REGEXP_COUNT uses International Components for Unicode, but if you use the
C API for that rather than going through the database, I would expect that
to be much faster.

On Sun, Nov 3, 2019 at 11:31 AM Tools/400 <thomas.raddatz@xxxxxxxxxxx>
wrote:

FYI: I cannot make regcomp() and regexec() working with character
classes such as "\s". I tried various things without success. Using
REGEXP_COUNT works like a charm but is incredible slow (200 times slower
than regexec()).

Therefore I posted the problem at the rpg400-l mailing list hoping to
get help there: "Regular expression (regcomp()) ccsid issue".

Thomas.

Am 02.11.2019 um 11:26 schrieb Tools/400:
Craig,

Interesting stuff. Thank you for letting us know.

Because of the "\s" issue, I assume that it is a ccsid problem. That is
what needs to be debugged.
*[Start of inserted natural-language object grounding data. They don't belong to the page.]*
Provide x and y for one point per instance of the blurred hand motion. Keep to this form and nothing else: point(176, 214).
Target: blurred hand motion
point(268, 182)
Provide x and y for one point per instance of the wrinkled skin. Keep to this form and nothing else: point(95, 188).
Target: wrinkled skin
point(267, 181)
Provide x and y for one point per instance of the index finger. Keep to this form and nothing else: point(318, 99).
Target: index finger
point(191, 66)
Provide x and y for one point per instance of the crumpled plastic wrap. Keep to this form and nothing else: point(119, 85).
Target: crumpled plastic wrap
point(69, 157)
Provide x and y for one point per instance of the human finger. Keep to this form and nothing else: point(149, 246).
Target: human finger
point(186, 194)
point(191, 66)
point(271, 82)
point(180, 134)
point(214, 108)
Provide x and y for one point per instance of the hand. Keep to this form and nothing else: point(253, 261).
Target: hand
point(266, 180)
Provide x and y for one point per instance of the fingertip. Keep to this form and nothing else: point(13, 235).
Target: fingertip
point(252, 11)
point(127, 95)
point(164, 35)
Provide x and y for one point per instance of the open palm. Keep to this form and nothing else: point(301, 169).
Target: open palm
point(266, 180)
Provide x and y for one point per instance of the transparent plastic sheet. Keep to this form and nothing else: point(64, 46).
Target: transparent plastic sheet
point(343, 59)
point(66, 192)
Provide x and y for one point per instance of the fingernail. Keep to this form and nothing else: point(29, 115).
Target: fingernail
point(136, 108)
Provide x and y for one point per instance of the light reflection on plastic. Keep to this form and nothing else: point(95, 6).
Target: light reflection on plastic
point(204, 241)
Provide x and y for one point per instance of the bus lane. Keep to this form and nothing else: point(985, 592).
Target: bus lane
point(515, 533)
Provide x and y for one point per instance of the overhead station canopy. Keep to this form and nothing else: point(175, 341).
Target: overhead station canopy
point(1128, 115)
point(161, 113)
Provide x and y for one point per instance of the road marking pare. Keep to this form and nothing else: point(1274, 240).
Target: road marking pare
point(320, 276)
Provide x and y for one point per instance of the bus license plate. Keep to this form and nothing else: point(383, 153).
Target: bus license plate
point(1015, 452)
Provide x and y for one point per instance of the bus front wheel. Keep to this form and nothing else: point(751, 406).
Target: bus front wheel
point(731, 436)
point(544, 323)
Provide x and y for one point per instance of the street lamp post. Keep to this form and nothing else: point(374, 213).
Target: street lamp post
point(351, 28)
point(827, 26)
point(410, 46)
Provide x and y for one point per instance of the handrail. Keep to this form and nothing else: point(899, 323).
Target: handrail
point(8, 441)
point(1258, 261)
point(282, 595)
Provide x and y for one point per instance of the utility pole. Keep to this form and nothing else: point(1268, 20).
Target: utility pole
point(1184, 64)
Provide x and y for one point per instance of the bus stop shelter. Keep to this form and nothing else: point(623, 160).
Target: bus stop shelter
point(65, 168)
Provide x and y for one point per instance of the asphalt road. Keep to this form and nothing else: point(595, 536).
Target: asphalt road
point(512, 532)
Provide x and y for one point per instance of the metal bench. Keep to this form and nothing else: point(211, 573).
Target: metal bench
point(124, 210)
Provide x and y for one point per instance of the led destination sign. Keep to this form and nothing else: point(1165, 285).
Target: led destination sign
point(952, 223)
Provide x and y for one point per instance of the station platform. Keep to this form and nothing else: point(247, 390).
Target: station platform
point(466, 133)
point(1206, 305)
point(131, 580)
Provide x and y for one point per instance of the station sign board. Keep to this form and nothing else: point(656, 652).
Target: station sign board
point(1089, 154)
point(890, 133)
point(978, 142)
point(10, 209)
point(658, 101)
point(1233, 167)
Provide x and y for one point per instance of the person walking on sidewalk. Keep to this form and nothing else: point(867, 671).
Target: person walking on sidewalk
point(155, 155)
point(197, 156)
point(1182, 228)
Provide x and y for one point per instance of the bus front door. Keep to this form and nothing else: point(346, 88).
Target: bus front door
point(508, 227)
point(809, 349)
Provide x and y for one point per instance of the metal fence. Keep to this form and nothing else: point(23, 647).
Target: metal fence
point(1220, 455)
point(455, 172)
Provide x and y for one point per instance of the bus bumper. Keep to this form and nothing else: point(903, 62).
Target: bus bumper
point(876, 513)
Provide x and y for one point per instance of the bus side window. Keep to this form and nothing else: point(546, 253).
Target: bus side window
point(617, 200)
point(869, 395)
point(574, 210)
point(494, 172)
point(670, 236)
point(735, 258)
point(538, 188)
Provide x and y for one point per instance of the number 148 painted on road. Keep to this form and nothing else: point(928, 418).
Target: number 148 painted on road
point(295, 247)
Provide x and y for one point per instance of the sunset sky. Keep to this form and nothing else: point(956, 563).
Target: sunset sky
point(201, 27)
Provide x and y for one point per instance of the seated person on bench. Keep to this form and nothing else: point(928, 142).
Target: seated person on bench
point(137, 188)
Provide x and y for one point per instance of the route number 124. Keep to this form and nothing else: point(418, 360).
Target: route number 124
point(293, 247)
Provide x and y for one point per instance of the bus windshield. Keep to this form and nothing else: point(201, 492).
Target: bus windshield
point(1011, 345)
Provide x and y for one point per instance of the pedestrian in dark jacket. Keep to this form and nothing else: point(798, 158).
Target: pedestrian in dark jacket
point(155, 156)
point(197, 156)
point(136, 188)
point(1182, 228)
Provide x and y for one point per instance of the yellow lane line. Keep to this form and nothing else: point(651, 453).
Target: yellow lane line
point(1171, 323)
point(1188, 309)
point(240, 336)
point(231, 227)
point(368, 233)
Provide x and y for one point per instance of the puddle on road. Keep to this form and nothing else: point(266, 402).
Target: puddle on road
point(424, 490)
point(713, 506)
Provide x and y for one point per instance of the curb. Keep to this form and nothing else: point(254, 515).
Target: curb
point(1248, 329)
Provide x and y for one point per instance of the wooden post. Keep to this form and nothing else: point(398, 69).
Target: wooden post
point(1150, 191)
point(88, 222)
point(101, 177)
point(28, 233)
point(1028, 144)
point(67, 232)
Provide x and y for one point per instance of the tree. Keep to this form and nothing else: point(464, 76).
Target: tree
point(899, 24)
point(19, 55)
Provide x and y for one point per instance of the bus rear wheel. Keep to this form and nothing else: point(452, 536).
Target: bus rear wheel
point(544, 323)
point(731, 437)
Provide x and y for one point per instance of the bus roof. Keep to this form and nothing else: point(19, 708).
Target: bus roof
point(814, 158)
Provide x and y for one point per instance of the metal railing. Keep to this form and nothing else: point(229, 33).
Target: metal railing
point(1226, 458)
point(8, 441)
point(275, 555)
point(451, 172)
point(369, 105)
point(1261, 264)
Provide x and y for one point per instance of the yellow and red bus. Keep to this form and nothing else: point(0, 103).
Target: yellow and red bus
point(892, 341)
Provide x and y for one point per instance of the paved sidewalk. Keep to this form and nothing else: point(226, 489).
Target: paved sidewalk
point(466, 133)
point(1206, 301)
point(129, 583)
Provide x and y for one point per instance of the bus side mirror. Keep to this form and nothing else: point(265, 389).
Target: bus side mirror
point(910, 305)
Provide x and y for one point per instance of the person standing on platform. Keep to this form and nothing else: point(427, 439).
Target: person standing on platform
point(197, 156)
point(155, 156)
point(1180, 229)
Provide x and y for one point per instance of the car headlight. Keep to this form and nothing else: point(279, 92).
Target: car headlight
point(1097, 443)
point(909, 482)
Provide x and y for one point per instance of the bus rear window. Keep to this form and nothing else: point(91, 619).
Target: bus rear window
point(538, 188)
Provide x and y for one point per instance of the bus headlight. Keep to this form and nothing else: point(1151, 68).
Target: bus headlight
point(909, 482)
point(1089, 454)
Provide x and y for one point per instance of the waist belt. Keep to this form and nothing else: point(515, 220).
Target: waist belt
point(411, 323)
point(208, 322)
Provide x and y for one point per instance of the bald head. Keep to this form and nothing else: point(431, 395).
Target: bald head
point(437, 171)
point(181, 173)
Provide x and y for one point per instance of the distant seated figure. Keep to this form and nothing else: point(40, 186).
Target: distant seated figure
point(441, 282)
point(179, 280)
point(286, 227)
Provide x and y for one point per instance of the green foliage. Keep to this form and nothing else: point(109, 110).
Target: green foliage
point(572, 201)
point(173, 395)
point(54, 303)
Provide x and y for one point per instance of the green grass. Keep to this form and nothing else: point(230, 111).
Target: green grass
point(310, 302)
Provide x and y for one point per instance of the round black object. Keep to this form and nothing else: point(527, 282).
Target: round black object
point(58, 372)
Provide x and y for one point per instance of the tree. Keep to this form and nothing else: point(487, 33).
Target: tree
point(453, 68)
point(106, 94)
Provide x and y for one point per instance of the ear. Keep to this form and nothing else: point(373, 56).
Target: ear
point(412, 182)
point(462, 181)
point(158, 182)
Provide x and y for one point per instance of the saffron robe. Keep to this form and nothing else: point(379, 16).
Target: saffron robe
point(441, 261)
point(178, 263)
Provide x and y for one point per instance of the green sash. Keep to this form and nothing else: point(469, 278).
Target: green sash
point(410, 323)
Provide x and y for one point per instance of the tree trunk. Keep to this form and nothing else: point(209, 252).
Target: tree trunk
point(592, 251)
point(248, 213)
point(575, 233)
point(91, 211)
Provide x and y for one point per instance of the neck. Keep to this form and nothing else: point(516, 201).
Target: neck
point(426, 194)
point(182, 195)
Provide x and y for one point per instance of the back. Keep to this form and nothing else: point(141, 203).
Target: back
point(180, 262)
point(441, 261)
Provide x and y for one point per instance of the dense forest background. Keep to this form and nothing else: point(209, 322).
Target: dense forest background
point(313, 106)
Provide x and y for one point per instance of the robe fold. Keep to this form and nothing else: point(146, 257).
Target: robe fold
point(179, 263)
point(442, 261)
I hope that I can do that today or tomorrow.

Regards,

Thomas.

Am 01.11.2019 um 17:48 schrieb Craig Richards:
A slightly more efficient version might be

dcl-f(?>\s+)filea

or in your case
dcl-f(?> +)filea
or
dcl-f(?>[ ]+)filea

(I'm very surprised the \s suggested by David did not work - that's
pretty
standard stuff).

Essentially this is wrapping the one-or-more whitespaces \s+ with (?>)
which is called Atomic Grouping.

The \s+ is greedy which is to say it will grab as many whitespace
characters as it can and then look at the next part of the expression to
carry on matching (in your case the filea) If that fails to match, it
will
backtrack, so if it grabbed 3 spaces, it will drop one and then try to
match and so on until it can't backtrack anymore.

The atomic grouping stops that backtracking process - essentially once
it
gets past the closing parenthesis, it throws away all states so it
doesn't
go back and try with, say 2 spaces then one space.

Maybe not an issue for you and maybe not supported if not even \s is
supported but it's a good performance thing to be aware of for the
situations where it's obvious that once you've done a greedy match and
the
next bit has failed - there is no point in dropping the last character
of
the greedy match and retrying the expression again.